Une voix macule l’air au loin.

-Qu’est-ce-que tu fous putain?

C’est celle de Kolte. En attente dans la petite sente. Il doit être passé trois créneaux-horaires maintenant. Le marché rouge nous attend. Les boaliens se reluquent.

-Tu descends ou t’as trouvé quelque chose? Y’a rien de mon côté… hurle Kolte

Je regarde ces mômes, visages masqués comme des acteurs primitifs rejouant les dieux ancestraux. Je veux pour crier.

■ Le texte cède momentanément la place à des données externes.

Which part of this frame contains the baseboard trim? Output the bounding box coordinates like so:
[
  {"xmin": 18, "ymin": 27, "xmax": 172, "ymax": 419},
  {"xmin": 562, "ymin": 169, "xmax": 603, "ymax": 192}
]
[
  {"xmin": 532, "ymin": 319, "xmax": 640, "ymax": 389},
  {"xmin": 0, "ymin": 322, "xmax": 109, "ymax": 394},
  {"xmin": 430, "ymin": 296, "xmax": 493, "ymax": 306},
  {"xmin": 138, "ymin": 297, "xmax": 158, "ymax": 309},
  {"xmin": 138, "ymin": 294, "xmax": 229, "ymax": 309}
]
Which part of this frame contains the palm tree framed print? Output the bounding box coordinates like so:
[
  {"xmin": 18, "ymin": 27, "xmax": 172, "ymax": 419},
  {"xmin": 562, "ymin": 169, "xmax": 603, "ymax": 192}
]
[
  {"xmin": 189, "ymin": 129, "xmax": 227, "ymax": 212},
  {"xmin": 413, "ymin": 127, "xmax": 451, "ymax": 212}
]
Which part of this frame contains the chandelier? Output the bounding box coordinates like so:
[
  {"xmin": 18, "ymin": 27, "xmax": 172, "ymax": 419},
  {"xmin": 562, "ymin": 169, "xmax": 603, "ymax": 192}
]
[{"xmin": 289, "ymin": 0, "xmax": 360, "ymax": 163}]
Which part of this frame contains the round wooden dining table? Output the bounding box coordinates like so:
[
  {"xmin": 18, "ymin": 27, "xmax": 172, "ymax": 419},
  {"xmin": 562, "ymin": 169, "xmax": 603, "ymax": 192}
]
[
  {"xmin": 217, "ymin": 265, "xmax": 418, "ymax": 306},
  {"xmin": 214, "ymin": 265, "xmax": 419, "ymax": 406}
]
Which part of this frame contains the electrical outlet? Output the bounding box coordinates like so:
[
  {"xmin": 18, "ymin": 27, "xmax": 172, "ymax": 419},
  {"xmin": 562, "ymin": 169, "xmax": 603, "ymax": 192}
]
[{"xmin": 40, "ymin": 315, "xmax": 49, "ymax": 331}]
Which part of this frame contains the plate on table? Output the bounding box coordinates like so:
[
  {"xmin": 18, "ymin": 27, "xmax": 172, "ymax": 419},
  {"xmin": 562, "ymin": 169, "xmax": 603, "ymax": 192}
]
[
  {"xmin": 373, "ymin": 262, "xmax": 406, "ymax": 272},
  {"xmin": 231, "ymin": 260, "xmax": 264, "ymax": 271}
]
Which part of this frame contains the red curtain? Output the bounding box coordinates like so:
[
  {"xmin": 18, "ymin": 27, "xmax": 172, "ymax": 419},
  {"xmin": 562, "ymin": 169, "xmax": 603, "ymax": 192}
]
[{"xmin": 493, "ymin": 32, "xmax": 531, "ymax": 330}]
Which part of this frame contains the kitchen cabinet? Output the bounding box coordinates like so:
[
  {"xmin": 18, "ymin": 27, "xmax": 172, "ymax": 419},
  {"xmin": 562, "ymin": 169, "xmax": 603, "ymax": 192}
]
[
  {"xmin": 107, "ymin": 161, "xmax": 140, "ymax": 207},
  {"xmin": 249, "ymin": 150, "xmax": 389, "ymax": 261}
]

 -Qu’est-ce qu’on fait?, demande le petit à califourchon
 -On se disperse et se retrouve plus tard, dit celui d’à peu-près treize ans

Et en moins de temps qu’il n’en faut pour que l’intention percute le souffle et qu’un cri dans ma bouche se mette à résonner, les voilà déjà disparu·es. Seule, reste cette silhouette, masque de chien et de loup, semblant étrangement me dévisager. Elle s’approche. Je le perçois à son ombre grandissante à travers le projecteur. Sa main frôle ma joue, passe derrière le siège et descotche mes poignets.

-Elfriede?, dit celui de treize ans, dans l’embrasure de la porte du grenier. Faut y aller, avant de se faire choper.
-On avait dit pas les prénoms, réplique la gamine
-Laisse le… C’est qu’un putain d’Illustre qui fait de l’Art comme on va à la messe…

Son ombre se disperse dans la fluidité du vide. La coupole au dessus de ma tête est étrangement rayonnante.

Kolte, impatient, m’attend devant la porte du bâtiment. Je sors, titubant, en rehaussant mes épaules, l’air d’avoir l’air de rien.

 


-Alors? demande-t-il

Je hausse les épaules.

 -Tu t’es amoché?
    
Je lui fais comprendre que c’est la faute d’un escalier.
On reprend la route. Sens inverse. Quitte le bâtiment D. Le moulin rouge. Ça crame rouge. Consommation spectaculaire. Bâtiment C. Bâtiment B. Bâtiment A. Puis la porte du guichet.

-Vous avez rien ramené? demande le costaud
-Y’avait rien là-dedans… répond Kolte
-On va regarder ça…

Le costaud ouvre sa map’s. Aucun point chaud à l’endroit du bâtiment D. Les hors-zones sont partis.

-Alors fausse alerte, dit-il, d’un sourire défait
-Hum…

On tend le poignet. Ça fait chier Kolte c’est sûr. On va palper que la moitié mais c’est déjà ça. Un scan sur le code-bras et les bitcoins pleuvent à moitié.

On s’éloigne.
Kolte mate les boursouflures de ma chute. Il y a pas cru c’est sûr, mais je m’en fous. Je détourne le regard.

On arrive devant la porte digitale, direction le marché rouge.